Haverá ainda quem, longe de
casa, escreva versos como os que Vinícius ainda diz em sua poesia: “Mais do que
a mais garrida a minha pátria tem / Uma quentura, um querer bem, um bem / Um
libertas quae sera tamem / Que um dia traduzi num exame escrito: / ‘Liberta que
serás também’/ E repito!”
Antes, o sonho era a libertar
o país. Hoje, é libertar-se dele.
A sabiá continua a entoar seu
canto pelo verde louro das matas, cantando a paz do futuro e as glórias do
passado. No céu da pátria ainda brilha o sol e o cruzeiro do sul resplandece.
Nossos risonhos campos continuam carregados de flores, nossos bosques ainda têm
mais vida, embora em teu seio, a vida ande tão precisada de mais amores.
Antes, mesas alegres e
barulhentas, reuniam as famílias, nos almoços de domingo.

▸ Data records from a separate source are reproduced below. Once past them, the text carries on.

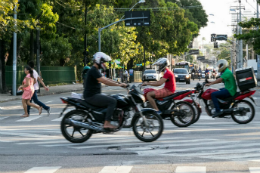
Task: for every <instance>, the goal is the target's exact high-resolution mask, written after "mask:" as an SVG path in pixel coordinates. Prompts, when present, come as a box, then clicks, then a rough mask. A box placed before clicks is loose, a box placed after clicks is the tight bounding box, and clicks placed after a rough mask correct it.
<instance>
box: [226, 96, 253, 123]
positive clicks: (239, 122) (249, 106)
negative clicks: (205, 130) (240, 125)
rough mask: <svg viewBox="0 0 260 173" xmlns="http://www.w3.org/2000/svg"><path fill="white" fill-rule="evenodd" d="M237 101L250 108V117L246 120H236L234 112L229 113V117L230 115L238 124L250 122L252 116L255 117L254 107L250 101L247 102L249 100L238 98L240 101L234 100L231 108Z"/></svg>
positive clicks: (239, 102)
mask: <svg viewBox="0 0 260 173" xmlns="http://www.w3.org/2000/svg"><path fill="white" fill-rule="evenodd" d="M239 103H244V104H247V105H248V106H249V107H250V108H251V110H252V115H251V117H250V118H249V119H248V120H246V121H240V120H238V119H237V118H236V115H235V113H234V112H233V113H232V114H231V117H232V119H233V120H234V121H235V122H236V123H238V124H248V123H250V122H251V121H252V120H253V119H254V117H255V107H254V105H253V104H252V103H251V102H249V101H247V100H240V101H237V102H235V103H234V105H233V106H232V108H235V107H236V106H237V105H238V104H239Z"/></svg>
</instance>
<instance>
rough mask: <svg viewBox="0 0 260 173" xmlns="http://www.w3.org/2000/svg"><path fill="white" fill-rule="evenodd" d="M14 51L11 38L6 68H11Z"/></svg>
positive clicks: (11, 37) (12, 37)
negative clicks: (10, 66) (13, 49)
mask: <svg viewBox="0 0 260 173" xmlns="http://www.w3.org/2000/svg"><path fill="white" fill-rule="evenodd" d="M13 49H14V38H13V36H12V37H11V45H10V50H9V57H8V60H7V62H6V65H8V66H13V51H14V50H13Z"/></svg>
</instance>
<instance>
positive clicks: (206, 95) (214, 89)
mask: <svg viewBox="0 0 260 173" xmlns="http://www.w3.org/2000/svg"><path fill="white" fill-rule="evenodd" d="M216 91H218V90H217V89H207V90H206V91H205V92H204V93H203V94H202V95H201V97H202V98H203V99H205V100H211V93H213V92H216Z"/></svg>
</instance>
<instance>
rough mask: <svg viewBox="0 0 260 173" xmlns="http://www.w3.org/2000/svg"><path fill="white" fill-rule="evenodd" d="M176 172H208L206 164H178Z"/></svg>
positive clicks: (190, 172) (175, 171)
mask: <svg viewBox="0 0 260 173" xmlns="http://www.w3.org/2000/svg"><path fill="white" fill-rule="evenodd" d="M175 173H206V167H204V166H178V167H177V168H176V171H175Z"/></svg>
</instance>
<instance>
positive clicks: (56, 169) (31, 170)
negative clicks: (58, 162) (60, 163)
mask: <svg viewBox="0 0 260 173" xmlns="http://www.w3.org/2000/svg"><path fill="white" fill-rule="evenodd" d="M60 168H61V166H57V167H33V168H31V169H29V170H27V171H26V172H25V173H54V172H56V171H57V170H58V169H60Z"/></svg>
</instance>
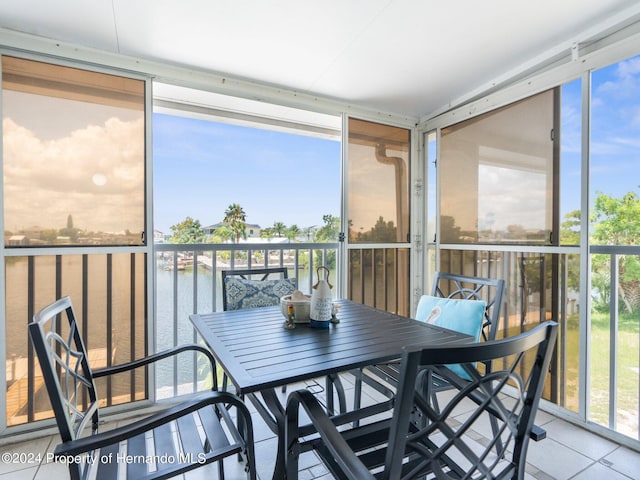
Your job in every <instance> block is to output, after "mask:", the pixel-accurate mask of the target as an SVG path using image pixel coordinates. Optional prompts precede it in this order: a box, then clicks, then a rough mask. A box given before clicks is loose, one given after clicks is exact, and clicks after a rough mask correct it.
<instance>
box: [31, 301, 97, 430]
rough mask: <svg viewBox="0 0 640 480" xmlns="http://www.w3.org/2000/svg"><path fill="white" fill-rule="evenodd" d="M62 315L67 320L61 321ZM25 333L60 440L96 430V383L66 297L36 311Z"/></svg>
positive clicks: (70, 305)
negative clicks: (52, 411)
mask: <svg viewBox="0 0 640 480" xmlns="http://www.w3.org/2000/svg"><path fill="white" fill-rule="evenodd" d="M63 314H65V316H66V318H67V322H66V323H65V322H63V320H62V315H63ZM29 333H30V335H31V340H32V342H33V346H34V348H35V351H36V355H37V357H38V360H39V362H40V368H41V370H42V376H43V378H44V383H45V386H46V388H47V391H48V392H49V399H50V401H51V406H52V407H53V412H54V414H55V417H56V422H57V424H58V429H59V431H60V437H61V438H62V441H63V442H67V441H70V440H75V439H76V438H80V437H81V436H82V433H83V431H84V429H85V427H87V426H89V425H90V426H91V430H92V433H95V432H97V431H98V423H99V411H98V399H97V394H96V386H95V382H94V379H93V373H92V371H91V367H90V366H89V362H88V356H87V352H86V350H85V347H84V342H83V341H82V337H81V336H80V332H79V331H78V327H77V322H76V317H75V313H74V311H73V306H72V305H71V300H70V298H69V297H64V298H63V299H61V300H60V301H59V302H57V303H55V304H52V305H49V306H47V307H45V308H44V309H42V310H41V311H40V312H38V314H36V316H35V318H34V321H33V322H32V323H30V324H29Z"/></svg>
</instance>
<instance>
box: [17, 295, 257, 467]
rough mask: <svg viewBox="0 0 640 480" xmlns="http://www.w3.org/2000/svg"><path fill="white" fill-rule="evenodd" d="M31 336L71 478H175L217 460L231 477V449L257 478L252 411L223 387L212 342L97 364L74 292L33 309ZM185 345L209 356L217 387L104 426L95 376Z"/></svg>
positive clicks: (129, 365)
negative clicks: (170, 403)
mask: <svg viewBox="0 0 640 480" xmlns="http://www.w3.org/2000/svg"><path fill="white" fill-rule="evenodd" d="M63 316H66V320H67V321H64V320H63ZM29 335H30V337H31V340H32V342H33V346H34V349H35V352H36V355H37V357H38V360H39V362H40V368H41V369H42V375H43V378H44V384H45V386H46V389H47V392H48V394H49V399H50V401H51V406H52V408H53V413H54V415H55V419H56V422H57V425H58V430H59V432H60V437H61V439H62V443H60V444H59V445H58V446H57V447H56V448H55V450H54V454H55V456H56V458H57V459H64V461H65V463H68V466H69V473H70V475H71V479H72V480H79V479H81V478H82V479H84V478H99V479H112V478H113V479H116V478H125V477H127V478H132V479H135V480H141V479H158V478H170V477H173V476H176V475H179V474H182V473H185V472H188V471H190V470H193V469H195V468H199V467H202V466H203V465H207V464H210V463H213V462H217V463H218V475H219V477H220V478H224V465H223V460H224V459H225V458H227V457H232V456H237V457H239V459H243V460H244V461H245V462H246V463H245V471H246V473H247V478H249V479H251V480H255V479H256V469H255V455H254V440H253V427H252V421H251V415H250V413H249V410H248V409H247V407H246V406H245V404H244V403H243V402H242V400H240V399H239V398H238V397H237V396H235V395H232V394H230V393H227V392H219V391H216V390H217V380H216V370H215V368H216V366H215V360H214V358H213V356H212V355H211V353H210V352H209V351H208V350H207V349H205V348H203V347H201V346H199V345H184V346H180V347H176V348H174V349H171V350H168V351H165V352H160V353H156V354H154V355H150V356H148V357H146V358H142V359H139V360H134V361H132V362H130V363H126V364H122V365H116V366H112V367H107V368H103V369H100V370H92V368H91V366H90V365H89V357H88V355H87V353H88V352H87V350H86V348H85V345H84V342H83V340H82V337H81V334H80V331H79V330H78V325H77V322H76V316H75V313H74V310H73V306H72V303H71V299H70V298H69V297H63V298H61V299H59V300H58V301H56V302H54V303H53V304H51V305H49V306H47V307H45V308H43V309H42V310H40V311H39V312H38V313H37V314H36V315H34V318H33V321H32V322H31V323H30V324H29ZM186 351H195V352H200V353H202V354H204V355H205V356H206V357H207V358H208V359H209V360H210V362H211V370H212V374H213V391H209V392H203V393H199V394H194V395H192V396H189V397H188V398H187V399H186V400H185V401H183V402H182V403H180V404H175V405H171V406H169V407H168V408H166V409H165V410H163V411H161V412H158V413H155V414H153V415H151V416H149V417H147V418H144V419H142V420H138V421H135V422H133V423H131V424H129V425H125V426H122V427H118V428H114V429H112V430H108V431H104V432H100V431H99V423H100V411H99V410H100V409H99V405H100V400H99V398H98V395H97V391H96V386H95V382H94V379H96V378H101V377H104V376H108V375H113V374H116V373H122V372H126V371H130V370H132V369H134V368H138V367H144V366H147V365H149V364H151V363H152V362H155V361H157V360H160V359H163V358H168V357H170V356H172V355H177V354H178V353H181V352H186ZM230 409H233V410H232V411H230ZM232 413H233V416H232ZM232 417H236V418H237V420H236V421H234V420H233V419H232ZM120 459H131V461H129V460H120ZM94 469H95V470H96V472H94V471H93V470H94ZM92 475H95V476H92Z"/></svg>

Avós, filhos e netos
podiam se encontrar, se abraçar, conversar sobre a semana, sobre seus planos,
seus sonhos, desventuras e alegrias. Hoje, é a internet quem reúne as famílias,
numa tentativa de diminuir a saudade, substituindo abraços e beijos pela imagem
distante.
Quem dera as sementes estejam
apenas adormecidas, hibernando em um sono reparador e, um dia, despertem cheias
de raça e vigor e, plantadas nos corações de cada brasileiro, estejam onde for,
desabrochem em amores eternos e, ainda longe, possam enviar a pátria algum
verso: “Agora chamarei a amiga cotovia /E pedirei que peça ao rouxinol do dia /
Que peça ao sabiá / Para levar-te presto este avigrama:"Pátria minha,
saudades de quem te ama... / Vinicius de Moraes." E tantos mais.